Greg Olsen, one of the most prolific pass-catching tight ends in NFL history, announced his retirement on Sunday.
Olsen, who spent the 2020 season with the Seahawks, announced the news on FOX prior to Sunday's NFC Championship game, officially bringing to an end a 14-year career with he Bears, Panthers and Seahawks. Olsen also announced that he will be part of FOX's broadcast team next season.
Olsen, a first-round pick by the Bears in 2007, was a three-time Pro-Bowler with the Carolina Panthers, and from 2014-2016 he was the first tight end in league history to post three consecutive 1,000-yard seasons.
Olsen had opportunities to pursue a broadcasting career after the Panthers released him following the 2019 season, but instead signed with Seattle hoping to make one last run at one of the few things missing from his impressive resume, a Super Bowl title.
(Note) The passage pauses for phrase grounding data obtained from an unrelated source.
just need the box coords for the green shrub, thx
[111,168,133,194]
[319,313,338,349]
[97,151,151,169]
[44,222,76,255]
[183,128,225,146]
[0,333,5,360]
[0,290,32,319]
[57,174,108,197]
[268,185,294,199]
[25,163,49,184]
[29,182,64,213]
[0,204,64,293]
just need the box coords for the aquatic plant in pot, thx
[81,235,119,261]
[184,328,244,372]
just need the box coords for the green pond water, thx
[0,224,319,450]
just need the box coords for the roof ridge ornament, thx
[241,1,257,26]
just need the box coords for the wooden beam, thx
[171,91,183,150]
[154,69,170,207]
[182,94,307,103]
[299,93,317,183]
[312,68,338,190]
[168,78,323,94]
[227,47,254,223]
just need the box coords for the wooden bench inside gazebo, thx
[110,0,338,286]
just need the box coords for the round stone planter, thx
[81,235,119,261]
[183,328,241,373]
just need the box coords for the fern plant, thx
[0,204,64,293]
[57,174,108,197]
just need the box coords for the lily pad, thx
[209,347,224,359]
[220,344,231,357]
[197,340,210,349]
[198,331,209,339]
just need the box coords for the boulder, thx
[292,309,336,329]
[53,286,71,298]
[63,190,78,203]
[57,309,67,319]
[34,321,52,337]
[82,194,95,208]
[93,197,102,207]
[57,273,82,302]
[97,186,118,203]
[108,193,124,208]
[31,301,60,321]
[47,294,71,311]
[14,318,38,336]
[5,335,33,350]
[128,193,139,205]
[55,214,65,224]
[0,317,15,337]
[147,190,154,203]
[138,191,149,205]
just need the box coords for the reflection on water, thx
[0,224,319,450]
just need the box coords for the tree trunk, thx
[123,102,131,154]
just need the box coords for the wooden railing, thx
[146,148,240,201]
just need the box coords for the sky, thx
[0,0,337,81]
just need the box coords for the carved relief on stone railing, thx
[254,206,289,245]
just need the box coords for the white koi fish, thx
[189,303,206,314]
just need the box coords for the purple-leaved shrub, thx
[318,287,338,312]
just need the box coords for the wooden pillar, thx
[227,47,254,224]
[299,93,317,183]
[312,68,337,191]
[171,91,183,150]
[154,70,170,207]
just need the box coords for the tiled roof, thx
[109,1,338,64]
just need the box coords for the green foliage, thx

Olsen's one season with Seattle saw him appear in 11 regular-season games, as well as Seattle's Wild Card loss to the Rams. A plantar fascia injury in November landed Olsen on injured reserve, but he was able to make it back before the end of the season. Olsen caught 24 passes for 239 yards and one touchdown as a Seahawk, and he finishes what could very well be a Hall of Fame career with 742 catches for 8,683 yards and 60 touchdowns.
"To the countless teammates, coaches, and staff members in Chicago, Seattle, and especially Carolina, I thank you," Olsen wrote on Instagram. "You molded and shaped me into the player and person I am today. I'll cherish those personal relationships more than anything else. This career is built on relationships, and in that area I was so fortunate.
"I try to not look back and have regrets. I have so much I am proud of over my career. But as I look back on my career, I have two. I regret never reaching the top of the mountain. I regret walking off the field under the weight of confetti, but realizing our dream came up short.
"My ultimate regret was not being able to enjoy the end with my family. Watching the time tick down, in an empty stadium, knowing it would be my last game. Not having the ability to be surrounded by my loved ones. Not being able to hug them and thank them for a lifetime of love and sacrifice. Life doesn't always go as planned, but it was a great ride."